Negli anni recenti siamo stati letteralmente bombardati dalle identità gastronomiche regionali, veicolate come la riscoperta di un passato culinario che non è mai esistito; si tratta, infatti, di un clamoroso falso storico!

Il nostro Paese è una declinazione di infinite identità locali, talvolta vantate in maniera anche bizzarra, che sono unite all’interno di una rete identitaria nazionale, il resto è un’invenzione degli anni ’30, sapientemente veicolata dalle prime guide del Touring club italiano; l’idea di proporre un’identità culinaria regionale è stata una scelta di marketing intelligente e lungimirante dal punto di vista commerciale, ma storicamente del tutto infondata.

Il localismo è all’origine dell’identità gastronomica (e non solo) nazionale, infatti fino dal Medioevo il nostro Paese conosce la nascita di un gran numero di città, ciascuna autonoma e ciascuna con la propria identità gastronomica.
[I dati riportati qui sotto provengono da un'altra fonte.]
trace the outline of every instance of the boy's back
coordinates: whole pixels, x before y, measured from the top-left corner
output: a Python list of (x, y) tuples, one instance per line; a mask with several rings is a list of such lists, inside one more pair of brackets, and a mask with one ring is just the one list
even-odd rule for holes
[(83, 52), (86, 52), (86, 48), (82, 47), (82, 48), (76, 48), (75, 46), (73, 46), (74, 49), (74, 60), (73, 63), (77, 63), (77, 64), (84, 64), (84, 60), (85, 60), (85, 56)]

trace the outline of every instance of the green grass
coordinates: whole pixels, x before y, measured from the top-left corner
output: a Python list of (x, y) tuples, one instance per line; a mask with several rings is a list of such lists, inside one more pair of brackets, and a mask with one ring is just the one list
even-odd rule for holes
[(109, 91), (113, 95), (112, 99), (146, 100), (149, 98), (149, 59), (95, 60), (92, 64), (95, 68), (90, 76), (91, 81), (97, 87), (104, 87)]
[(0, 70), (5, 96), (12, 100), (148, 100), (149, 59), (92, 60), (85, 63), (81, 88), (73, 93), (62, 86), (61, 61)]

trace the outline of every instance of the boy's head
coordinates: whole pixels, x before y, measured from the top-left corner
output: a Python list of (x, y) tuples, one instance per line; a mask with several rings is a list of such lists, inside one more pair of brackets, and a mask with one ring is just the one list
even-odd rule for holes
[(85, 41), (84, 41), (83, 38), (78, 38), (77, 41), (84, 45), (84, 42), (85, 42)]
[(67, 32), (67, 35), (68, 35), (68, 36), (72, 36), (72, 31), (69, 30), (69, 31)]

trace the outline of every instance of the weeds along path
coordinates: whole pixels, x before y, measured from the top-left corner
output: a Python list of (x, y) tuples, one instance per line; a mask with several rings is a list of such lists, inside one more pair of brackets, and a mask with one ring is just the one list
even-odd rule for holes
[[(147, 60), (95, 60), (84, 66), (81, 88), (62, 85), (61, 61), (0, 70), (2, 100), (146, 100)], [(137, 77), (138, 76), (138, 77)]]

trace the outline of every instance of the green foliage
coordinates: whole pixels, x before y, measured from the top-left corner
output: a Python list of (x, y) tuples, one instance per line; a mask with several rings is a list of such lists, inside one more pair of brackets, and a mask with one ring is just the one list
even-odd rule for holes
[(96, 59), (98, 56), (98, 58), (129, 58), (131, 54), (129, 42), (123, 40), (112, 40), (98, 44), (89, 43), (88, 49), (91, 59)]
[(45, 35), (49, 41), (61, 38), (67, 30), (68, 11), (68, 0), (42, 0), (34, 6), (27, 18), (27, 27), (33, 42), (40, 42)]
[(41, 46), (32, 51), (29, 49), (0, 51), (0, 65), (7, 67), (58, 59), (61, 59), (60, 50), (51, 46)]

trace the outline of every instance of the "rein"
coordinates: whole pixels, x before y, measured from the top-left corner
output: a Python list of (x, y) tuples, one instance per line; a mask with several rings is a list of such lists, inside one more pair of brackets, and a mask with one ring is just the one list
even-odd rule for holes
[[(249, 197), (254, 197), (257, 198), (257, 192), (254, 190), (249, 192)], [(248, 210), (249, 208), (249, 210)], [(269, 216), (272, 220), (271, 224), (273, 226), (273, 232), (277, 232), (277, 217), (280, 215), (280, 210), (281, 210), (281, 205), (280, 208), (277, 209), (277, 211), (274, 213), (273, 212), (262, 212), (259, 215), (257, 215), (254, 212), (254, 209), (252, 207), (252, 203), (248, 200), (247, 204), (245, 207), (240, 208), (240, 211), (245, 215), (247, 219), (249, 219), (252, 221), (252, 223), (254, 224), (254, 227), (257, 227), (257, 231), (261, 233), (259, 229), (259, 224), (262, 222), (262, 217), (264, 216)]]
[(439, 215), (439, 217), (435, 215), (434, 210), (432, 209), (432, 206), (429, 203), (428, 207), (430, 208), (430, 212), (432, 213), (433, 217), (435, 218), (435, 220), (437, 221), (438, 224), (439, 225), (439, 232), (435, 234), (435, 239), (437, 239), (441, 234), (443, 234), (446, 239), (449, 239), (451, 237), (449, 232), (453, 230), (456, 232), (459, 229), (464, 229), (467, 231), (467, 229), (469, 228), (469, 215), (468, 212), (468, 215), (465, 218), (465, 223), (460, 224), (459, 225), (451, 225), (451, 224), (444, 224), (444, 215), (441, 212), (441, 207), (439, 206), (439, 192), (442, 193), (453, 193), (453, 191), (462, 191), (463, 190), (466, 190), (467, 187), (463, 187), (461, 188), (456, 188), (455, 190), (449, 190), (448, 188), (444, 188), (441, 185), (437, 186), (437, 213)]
Nel Medioevo affondano le radici della nostra società e in questo periodo, si distinguono due tipologie di alimentazione, quella delle classi agiate e quella della povera gente, la prima volutamente ostile alla cucina del territorio, sinonimo di “roba da poveri” e la seconda legati ai prodotti a buon mercato reperibili in loco.
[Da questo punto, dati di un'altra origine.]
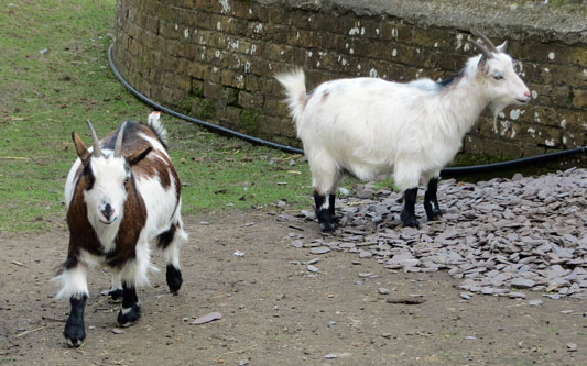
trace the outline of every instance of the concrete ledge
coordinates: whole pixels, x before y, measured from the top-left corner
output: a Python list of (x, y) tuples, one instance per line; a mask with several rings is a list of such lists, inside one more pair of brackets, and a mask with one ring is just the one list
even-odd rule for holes
[(587, 43), (584, 0), (258, 0), (291, 9), (352, 12), (359, 16), (390, 15), (426, 26), (476, 29), (488, 36), (543, 42)]

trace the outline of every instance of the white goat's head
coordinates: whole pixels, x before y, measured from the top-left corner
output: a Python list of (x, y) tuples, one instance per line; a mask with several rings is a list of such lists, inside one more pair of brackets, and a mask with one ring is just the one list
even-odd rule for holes
[(488, 97), (491, 100), (493, 111), (499, 112), (509, 104), (528, 103), (530, 90), (520, 76), (515, 74), (513, 60), (506, 53), (508, 41), (496, 47), (488, 37), (482, 34), (478, 35), (488, 47), (477, 41), (468, 40), (468, 42), (481, 51), (477, 69), (489, 93)]
[(84, 145), (77, 133), (73, 133), (77, 155), (84, 166), (79, 179), (85, 181), (78, 184), (83, 185), (89, 222), (94, 225), (98, 222), (111, 224), (117, 220), (122, 220), (127, 192), (133, 189), (131, 165), (144, 157), (151, 146), (133, 156), (124, 157), (122, 155), (122, 140), (127, 125), (124, 122), (118, 131), (113, 149), (109, 147), (102, 151), (94, 126), (89, 121), (87, 122), (93, 138), (91, 152)]

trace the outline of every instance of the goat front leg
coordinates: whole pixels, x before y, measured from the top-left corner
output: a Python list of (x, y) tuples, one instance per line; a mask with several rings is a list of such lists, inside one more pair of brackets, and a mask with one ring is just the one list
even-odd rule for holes
[(123, 293), (124, 291), (122, 290), (122, 280), (120, 279), (120, 273), (115, 271), (112, 273), (112, 286), (110, 287), (110, 290), (108, 290), (107, 296), (110, 298), (110, 301), (120, 302), (122, 301)]
[(73, 347), (79, 347), (86, 339), (86, 325), (84, 324), (84, 310), (86, 308), (87, 295), (72, 296), (69, 303), (72, 310), (69, 311), (69, 318), (65, 323), (63, 335), (67, 340), (67, 343)]
[(317, 190), (314, 191), (316, 218), (322, 225), (322, 231), (325, 232), (335, 231), (334, 207), (330, 209), (330, 201), (334, 203), (334, 199), (328, 198), (326, 200), (326, 195), (320, 195)]
[(122, 282), (122, 308), (118, 313), (118, 323), (120, 326), (131, 326), (141, 318), (141, 308), (137, 289), (133, 285)]
[(58, 276), (63, 280), (63, 289), (57, 297), (68, 296), (72, 306), (69, 318), (65, 323), (63, 335), (73, 347), (79, 347), (86, 339), (86, 326), (84, 324), (84, 310), (88, 300), (88, 285), (86, 280), (86, 266), (77, 262), (77, 258), (68, 258), (67, 263), (75, 263), (69, 268), (65, 268)]
[(420, 228), (414, 209), (416, 196), (417, 187), (406, 189), (403, 193), (403, 210), (400, 214), (400, 219), (402, 219), (404, 226)]
[(439, 219), (443, 213), (438, 206), (438, 198), (436, 191), (438, 190), (438, 177), (431, 178), (428, 180), (428, 187), (424, 193), (424, 209), (430, 221)]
Infatti le elite dominanti facevano sfoggio di usi gastronomici volutamente esotici, il cibo era uno degli strumenti attraverso i quali si poteva ostentare il proprio rango sociale, la ricchezza ed il potere e, per questo, doveva essere necessariamente diverso rispetto a quello della gente comune. Fino al recente passato, presso le classi agiate, era in uso l’ostentazione di cibi esotici, di prodotti e ricette provenienti da Paesi lontani, dato che il cibo rappresentava uno dei principali status symbol. Le classi agiate si sono vantate per molti secoli di godere di una “tavola globale”, altro che identità regionale!
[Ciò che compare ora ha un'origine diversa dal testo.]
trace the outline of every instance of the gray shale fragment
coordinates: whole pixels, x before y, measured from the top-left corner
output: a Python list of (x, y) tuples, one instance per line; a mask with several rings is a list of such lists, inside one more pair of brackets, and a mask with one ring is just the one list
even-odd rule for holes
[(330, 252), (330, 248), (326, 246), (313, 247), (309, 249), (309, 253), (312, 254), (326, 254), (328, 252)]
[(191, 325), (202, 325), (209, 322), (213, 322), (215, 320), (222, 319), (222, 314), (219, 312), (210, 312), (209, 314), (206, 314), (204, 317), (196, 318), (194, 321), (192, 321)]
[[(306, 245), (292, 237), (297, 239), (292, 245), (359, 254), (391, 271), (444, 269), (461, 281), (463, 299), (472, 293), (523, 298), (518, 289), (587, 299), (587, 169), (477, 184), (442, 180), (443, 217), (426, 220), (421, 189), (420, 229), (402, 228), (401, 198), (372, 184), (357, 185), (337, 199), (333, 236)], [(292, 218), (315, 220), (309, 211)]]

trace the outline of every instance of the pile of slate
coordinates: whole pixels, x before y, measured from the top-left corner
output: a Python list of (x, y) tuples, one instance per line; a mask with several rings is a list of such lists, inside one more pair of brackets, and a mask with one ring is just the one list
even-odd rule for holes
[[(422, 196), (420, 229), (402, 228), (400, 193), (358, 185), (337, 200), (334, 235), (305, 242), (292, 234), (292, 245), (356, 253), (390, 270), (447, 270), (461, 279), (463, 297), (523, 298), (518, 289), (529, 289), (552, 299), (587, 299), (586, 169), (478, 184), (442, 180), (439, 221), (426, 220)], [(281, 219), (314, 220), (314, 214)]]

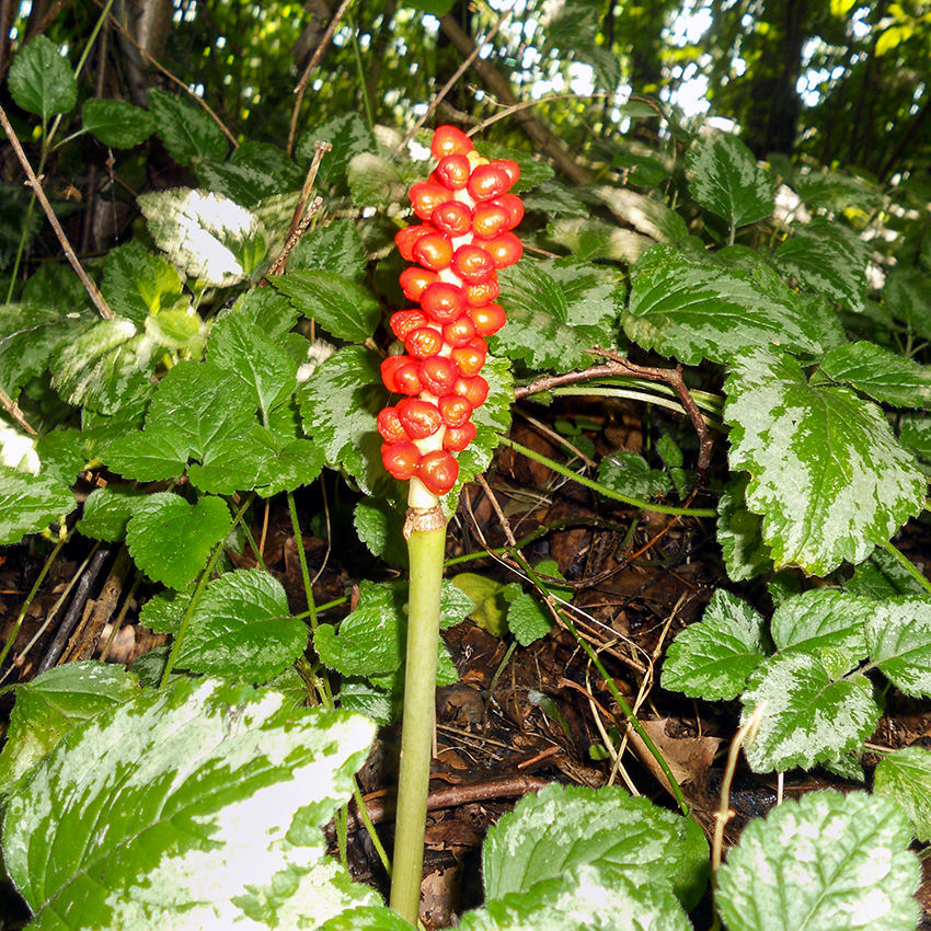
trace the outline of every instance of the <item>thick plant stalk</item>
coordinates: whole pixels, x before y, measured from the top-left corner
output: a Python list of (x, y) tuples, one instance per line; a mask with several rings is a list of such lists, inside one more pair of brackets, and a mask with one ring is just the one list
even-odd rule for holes
[(412, 507), (407, 512), (404, 536), (411, 559), (411, 589), (390, 904), (401, 918), (416, 926), (436, 710), (439, 596), (446, 549), (442, 508), (439, 505), (430, 509)]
Per secoli la cucina locale è stata sinonimo di cibo per poveri e, come tale, da non vantare o ostentare. Quindi l’identità gastronomica nazionale coincide con il cibo delle classi meno agiate, che legavano la loro alimentazione a ciò che si trovava in città, nel contado limitrofo e poco più.
A livello locale si è sviluppata, pertanto, un’identità alimentare assolutamente cittadina, legata ai prodotti disponibili ed alla loro stagionalità, per lo più basata su materie prime molto a buon mercato.
Queste identità locali, come tante piccole tessere, vanno a comporre il mosaico della rete culinaria nazionale, ben interpretata da Pellegrino Artusi, che costruisce una sorta di rete fra le identità locali del Paese.

Pertanto possiamo affermare che l’identità gastronomica regionale altro non è che una nuova identità alimentare nazionale, nata e cresciuta in anni recentissimi, per ragioni di marketing e comunicazione.
Ma considerato il successo ed il radicamento che ha ottenuto, ormai rappresenta una nuova forma di identità alimentare nazionale. Trattando di identità gastronomica locale, basata su piatti poveri, non possiamo non raccontarvi della “pappa al pomodoro”, cibo che ha sfamato generazioni di fiorentini poveri e che, oggi, viene servita come una prelibatezza. Ma veniamo alla ricetta:

Ingredienti (per 4 persone):
Pane casalingo raffermo: 300 gr
Pomodori maturi: 500 gr
Un porro medio
Basilico
Peperoncino
Un litro di brodo
Olio di oliva, sale e pepe

Procedimento:
Tritate il porro e fatelo appassire nell’olio ed il peperoncino, quindi aggiungete i pomodori, pelati e tagliati a tocchetti ed una generosa quantità di basilico. Fate bollire per 5/6 minuti, quindi aggiungete il brodo. Quando ricomincerà a bollire salate e unite il pane tagliato a fettine sottili e cuocete per una decina di minuti. Togliete il tegame dal fuoco e tenetelo coperto per un’ora. Prima di servire mescolate bene tutti gli ingredienti.

La pappa si può mangiare sia calda che tiepida, in ogni caso su ogni piatto prima di servire mettete un po’ d’olio crudo (la mia nonna diceva una C di olio) e un po’ di pepe. Ogni famiglia ha la sua ricetta, con piccole varianti sugli ingredienti e sul procedimento, questa che ho scritto è la ricetta che mi ha insegnato la mia nonna Liliana che, secondo me, è ottima.